Since April 2022, Doe has been detained in Phillips State Prison in Gwinnett County, her 85-page lawsuit states. She said she was diagnosed with gender dysphoria in 2015 while at Johnson State Prison in middle Georgia, having identified as female since early childhood.

“(The Georgia Department of Corrections) has refused to treat Ms. Doe despite her severe and overwhelming gender dysphoria, which include two castration attempts, multiple suicide attempts, and almost daily self-harm,” the suit states. “GDC’s refusal to provide her with necessary care have worsened her gender dysphoria symptoms by feeding the thought that Ms. Doe might never be able to live in a body that looks like her gender identity.”

The department referred questions about the case and the federal government’s stance to the office of Georgia Attorney General Chris Carr, which is helping the department defend against Doe’s allegations. Carr’s office and the defense attorneys in the case did not immediately respond to a request for comment.

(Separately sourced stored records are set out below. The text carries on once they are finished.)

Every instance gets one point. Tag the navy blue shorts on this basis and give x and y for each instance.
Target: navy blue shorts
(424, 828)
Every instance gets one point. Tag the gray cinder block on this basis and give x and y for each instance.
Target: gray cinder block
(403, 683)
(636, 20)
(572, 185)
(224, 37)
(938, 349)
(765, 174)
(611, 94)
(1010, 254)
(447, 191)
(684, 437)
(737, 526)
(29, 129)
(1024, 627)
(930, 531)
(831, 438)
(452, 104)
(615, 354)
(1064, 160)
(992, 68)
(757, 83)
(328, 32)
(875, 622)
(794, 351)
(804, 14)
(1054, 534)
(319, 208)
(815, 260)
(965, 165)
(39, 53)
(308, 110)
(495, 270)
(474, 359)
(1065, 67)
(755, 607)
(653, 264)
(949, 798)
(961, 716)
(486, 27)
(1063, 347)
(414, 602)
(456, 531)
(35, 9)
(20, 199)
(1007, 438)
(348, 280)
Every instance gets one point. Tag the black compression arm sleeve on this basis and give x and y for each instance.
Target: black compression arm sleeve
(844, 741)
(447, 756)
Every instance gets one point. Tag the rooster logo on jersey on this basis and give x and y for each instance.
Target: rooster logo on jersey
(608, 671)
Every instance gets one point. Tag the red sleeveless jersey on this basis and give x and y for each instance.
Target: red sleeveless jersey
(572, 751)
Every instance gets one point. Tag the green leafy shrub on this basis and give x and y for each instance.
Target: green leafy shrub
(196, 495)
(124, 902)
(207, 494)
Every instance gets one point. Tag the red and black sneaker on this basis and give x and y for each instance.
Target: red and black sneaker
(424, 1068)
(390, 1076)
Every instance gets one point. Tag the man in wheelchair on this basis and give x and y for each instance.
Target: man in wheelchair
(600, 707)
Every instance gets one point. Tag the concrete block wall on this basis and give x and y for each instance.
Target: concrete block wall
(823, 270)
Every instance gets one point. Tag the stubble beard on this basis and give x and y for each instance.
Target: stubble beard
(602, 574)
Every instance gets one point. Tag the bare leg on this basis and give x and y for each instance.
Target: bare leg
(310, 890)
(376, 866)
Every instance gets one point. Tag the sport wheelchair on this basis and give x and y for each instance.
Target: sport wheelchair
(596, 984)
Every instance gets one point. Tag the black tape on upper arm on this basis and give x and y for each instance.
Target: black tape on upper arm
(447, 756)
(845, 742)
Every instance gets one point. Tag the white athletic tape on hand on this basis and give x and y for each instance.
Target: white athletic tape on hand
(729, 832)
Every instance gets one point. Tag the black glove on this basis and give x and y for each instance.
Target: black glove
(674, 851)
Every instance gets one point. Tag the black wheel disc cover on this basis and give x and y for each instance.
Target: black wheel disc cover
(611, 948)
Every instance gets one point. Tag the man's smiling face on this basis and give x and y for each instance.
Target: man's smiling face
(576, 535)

In addition to the corrections department, Doe brought civil claims against its leaders and medical providers as well as prison staff.

Her request for gender dysphoria treatment was supported by the Georgia chapter of the American Civil Liberties Union, which filed a brief in the case alleging “widespread failings in Georgia prisons.”

“Individuals in Georgia’s custody continue to suffer extensive abuse and maltreatment,” the ACLU of Georgia told the court. “Jane Doe’s experience is a grievous case in point.”

Doe alleged that Georgia prison officials have denied her hormone treatment and the ability to buy women’s commissary items, among other things, in addition to gender-affirming surgery, against the advice of state-appointed medical professionals. She said corrections department staff held her down and shaved her head bald when she grew out her hair.

Doe is also seeking transfer to a women’s facility, alleging decades of violent abuse while incarcerated in men’s prisons, at the hands of corrections officers and inmates alike, due to her transgender status. The corrections department’s answer to the abuse has been to place Doe in solitary confinement, she claimed.